Long ago and far away, which is to say in the ’60s and over on the Upper East Side, there was a benevolent organization called the SPCCG—Society for the Prevention of Cruelty to Charles Gounod. It was founded by Patrick J. Smith (author of The Tenth Muse, editor and publisher of The Musical Newsletter, editor of Opera News, etc.) and a few of his friends. The Society established an award for good services rendered to the eponymous cause, and if memory serves did actually bestow this award on one or two occasions. I was a little miffed at never being designated a recipient, having on several occasions come to the defense of Faust‘s already-beleaguered reputation, and having said nice things about Mireille as well. But such are the slights we must learn to ignore.
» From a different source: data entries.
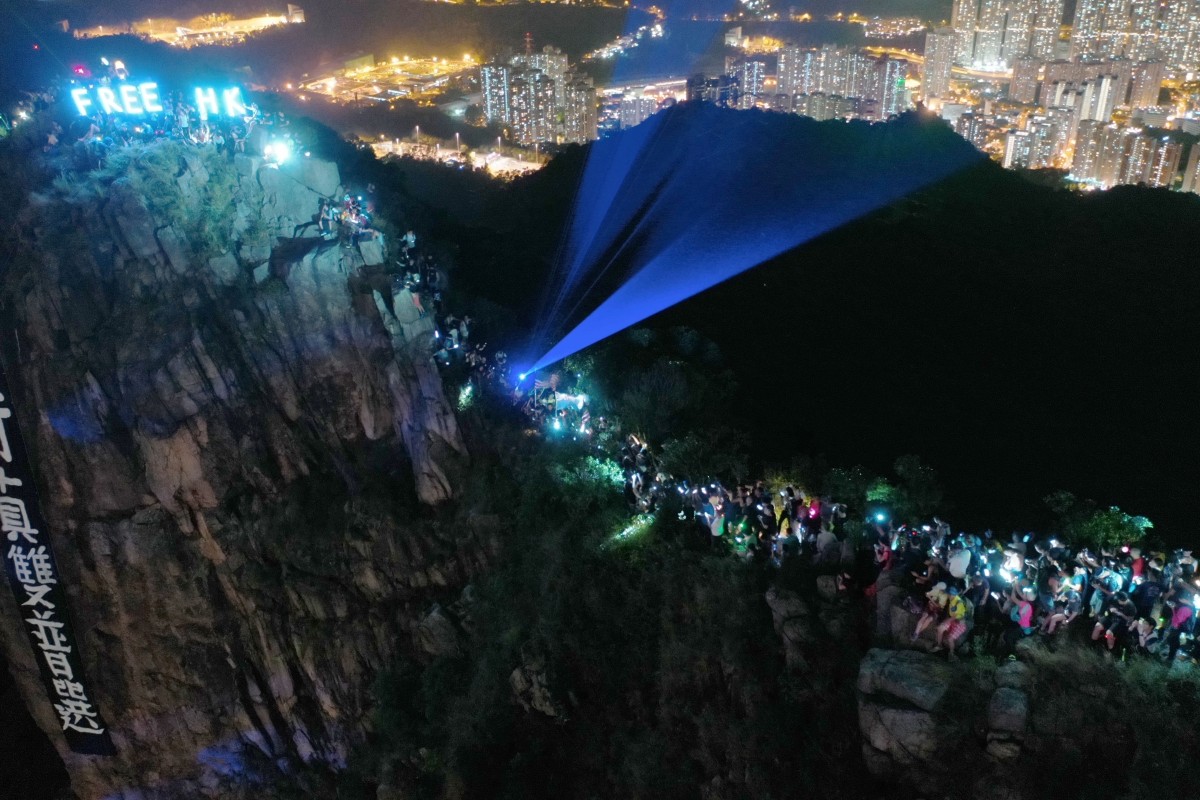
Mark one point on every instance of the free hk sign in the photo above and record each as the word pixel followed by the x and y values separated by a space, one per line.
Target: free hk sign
pixel 142 98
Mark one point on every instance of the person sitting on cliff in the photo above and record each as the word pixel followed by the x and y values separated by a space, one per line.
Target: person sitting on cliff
pixel 951 630
pixel 1067 606
pixel 1119 613
pixel 935 609
pixel 1144 637
pixel 1021 617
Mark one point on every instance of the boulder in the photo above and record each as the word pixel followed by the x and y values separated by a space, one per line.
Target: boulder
pixel 437 635
pixel 531 689
pixel 1014 674
pixel 901 624
pixel 905 675
pixel 906 735
pixel 372 251
pixel 887 596
pixel 225 269
pixel 785 603
pixel 1003 747
pixel 1008 710
pixel 318 175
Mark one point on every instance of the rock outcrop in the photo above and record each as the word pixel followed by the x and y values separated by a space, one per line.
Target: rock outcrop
pixel 210 389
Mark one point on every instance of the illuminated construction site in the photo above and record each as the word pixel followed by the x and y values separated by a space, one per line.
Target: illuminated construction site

The SPCCG was essentially a waggish, donnish enterprise of a sort whose cultural moment has no doubt passed. But beneath this tone was the entirely valid perception that the long-venerated works of this master were being critically condescended to because of a failure to distinguish between the deficiencies of performance and those of the works themselves. And things have not improved for C.G. over the intervening decades. Indeed, a correspondent recently wrote me about a conversation with the artistic director of an important American opera company who stated flatly that Faust should not be done anymore, because we no longer believe in that sort of salvation, the Devil, and all the rest that goes with that. In its last two productions at the Met, the opera could not be located amid the depredations of its directors (Andrei Serban and Des McAnuff)—D.O.A. before even approaching the matters of conducting and singing.
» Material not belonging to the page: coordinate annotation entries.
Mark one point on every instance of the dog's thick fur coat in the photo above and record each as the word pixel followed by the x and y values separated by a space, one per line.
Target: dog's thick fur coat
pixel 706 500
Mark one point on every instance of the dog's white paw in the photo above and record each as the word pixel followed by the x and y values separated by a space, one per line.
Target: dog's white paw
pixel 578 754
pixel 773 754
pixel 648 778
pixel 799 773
When we’ll see Faust again, and how, is a matter of pure, dark speculation. Meanwhile, though, Gounod’s other big hit, Roméo et Juliette, is returning to the Met repertory. It’s not on my list of must-sees this year, but I’ve been making some notes, rather in the SPCCG spirit, about both the piece and its presentation, as revealed in the present Met production and the one that preceded it. Looking back over these sets of notes, I’m struck by how similar their observations are, despite changes up and down the line in physical production, musical direction, and casting. And for some time I’ve been intrigued by the fact that regardless of textual decisions, some means are always found to throw Act I under the bus. One reason for the oft-heard complaint that Roméo is nothing but a series of lyrical love duets, and thus comes off as a pressed flower of an opera, is that everything else in the work, of which there is quite a lot, is curtailed either by redaction or in the execution. So, especially in a time when we are unlikely to experience Romantic transcendence in those duets, we might ask what it is that Act I is meant to accomplish, and what light that might throw on the rest of the opera.
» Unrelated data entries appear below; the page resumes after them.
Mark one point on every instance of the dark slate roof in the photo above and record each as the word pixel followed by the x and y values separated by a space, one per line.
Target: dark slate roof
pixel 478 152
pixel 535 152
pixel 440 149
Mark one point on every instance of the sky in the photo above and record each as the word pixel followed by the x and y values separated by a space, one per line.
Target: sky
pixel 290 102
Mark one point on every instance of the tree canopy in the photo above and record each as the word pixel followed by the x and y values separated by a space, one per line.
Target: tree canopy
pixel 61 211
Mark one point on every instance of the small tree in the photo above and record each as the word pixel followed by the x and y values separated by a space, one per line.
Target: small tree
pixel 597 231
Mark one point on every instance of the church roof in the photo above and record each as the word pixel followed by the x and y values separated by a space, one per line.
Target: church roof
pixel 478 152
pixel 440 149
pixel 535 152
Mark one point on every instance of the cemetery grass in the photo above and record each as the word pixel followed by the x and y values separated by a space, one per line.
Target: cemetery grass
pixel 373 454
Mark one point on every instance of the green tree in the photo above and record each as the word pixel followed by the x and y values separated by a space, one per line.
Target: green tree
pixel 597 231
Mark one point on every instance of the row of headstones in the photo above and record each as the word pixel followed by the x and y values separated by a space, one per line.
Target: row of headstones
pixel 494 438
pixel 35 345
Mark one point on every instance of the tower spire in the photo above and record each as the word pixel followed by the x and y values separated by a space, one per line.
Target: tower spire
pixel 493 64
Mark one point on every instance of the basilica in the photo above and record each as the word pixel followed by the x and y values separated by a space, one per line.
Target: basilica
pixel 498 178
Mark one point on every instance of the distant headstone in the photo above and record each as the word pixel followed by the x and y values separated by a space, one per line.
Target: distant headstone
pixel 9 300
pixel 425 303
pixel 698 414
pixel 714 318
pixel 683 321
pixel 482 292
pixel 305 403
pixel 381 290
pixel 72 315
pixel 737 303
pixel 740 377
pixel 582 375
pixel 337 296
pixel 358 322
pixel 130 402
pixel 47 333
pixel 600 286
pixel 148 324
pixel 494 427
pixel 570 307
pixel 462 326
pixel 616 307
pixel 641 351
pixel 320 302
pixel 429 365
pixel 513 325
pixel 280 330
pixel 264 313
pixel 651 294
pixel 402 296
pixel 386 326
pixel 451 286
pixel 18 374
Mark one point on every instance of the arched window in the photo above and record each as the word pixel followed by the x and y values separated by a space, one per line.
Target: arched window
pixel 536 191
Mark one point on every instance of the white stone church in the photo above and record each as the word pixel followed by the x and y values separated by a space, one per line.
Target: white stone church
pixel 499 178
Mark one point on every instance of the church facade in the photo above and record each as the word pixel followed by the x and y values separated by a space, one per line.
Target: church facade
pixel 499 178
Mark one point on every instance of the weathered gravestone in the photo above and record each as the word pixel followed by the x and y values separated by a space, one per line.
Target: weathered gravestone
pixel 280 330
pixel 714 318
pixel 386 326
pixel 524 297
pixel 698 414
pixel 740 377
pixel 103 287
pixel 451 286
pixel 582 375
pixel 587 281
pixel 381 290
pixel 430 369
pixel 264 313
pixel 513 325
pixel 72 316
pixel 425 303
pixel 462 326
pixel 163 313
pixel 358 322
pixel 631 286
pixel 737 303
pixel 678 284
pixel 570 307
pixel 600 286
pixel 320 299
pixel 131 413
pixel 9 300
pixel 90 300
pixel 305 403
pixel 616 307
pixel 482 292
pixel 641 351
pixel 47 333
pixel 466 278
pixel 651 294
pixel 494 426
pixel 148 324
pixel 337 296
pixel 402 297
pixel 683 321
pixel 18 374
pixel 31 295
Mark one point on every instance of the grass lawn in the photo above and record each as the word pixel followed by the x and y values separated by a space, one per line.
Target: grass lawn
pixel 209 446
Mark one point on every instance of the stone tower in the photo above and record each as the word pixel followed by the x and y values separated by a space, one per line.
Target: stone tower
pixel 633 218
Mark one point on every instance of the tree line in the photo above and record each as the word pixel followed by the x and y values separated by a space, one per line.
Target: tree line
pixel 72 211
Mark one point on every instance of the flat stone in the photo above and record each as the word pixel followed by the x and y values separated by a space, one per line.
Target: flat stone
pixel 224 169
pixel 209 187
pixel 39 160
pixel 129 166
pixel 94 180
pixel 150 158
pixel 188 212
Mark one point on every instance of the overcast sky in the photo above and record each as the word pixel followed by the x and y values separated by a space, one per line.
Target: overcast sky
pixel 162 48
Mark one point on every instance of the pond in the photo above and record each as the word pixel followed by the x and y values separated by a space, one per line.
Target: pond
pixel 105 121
First, for anyone who might be confused by recent experience: Roméo, as laid out in its score, is a five-act grand opera. The acts are closed forms; each ends with a decisive “button,” thus implying an intermission to follow. With the cuts in Act IV that were formerly standard (Juliette’s Potion aria and the Epithalamium, in addition to the permanently exiled ballet), it was easy to run Acts IV and V together, leaving only three intermissions. Now, with those numbers restored in whole or in part, the entire show is granted but a single intermission, which chops the score in two in the middle of Act III. So when I speak of “Act I,” I refer to what is now the first of three scenes in the very lengthy stretch before the intermission. This is the scene at Capulet’s ball, and it’s not short, preceded as it is by the overture and choral Prologue. It contains five numbers, but that’s somewhat deceptive, since the first takes in everything before Mercutio’s Queen Mab ballad. In terms of audience experience, the act comprises four important solos (Juliette’s brief but showy introduction, Capulet’s song in praise of youth and dance, Queen Mab, and Juliette’s Waltz Song) and one duet (the madrigal “Ange adorable” at the lovers’ first meeting). These episodes are bracketed by choral and dance music and joined by very concise sections of recitative, originally conceived as spoken dialogue but never so presented, even in the premiere production (1867) at the Théâtre Lyrique. The atmosphere is festive. Tempo indications are prevailingly on the quick side, and triple meters predominate.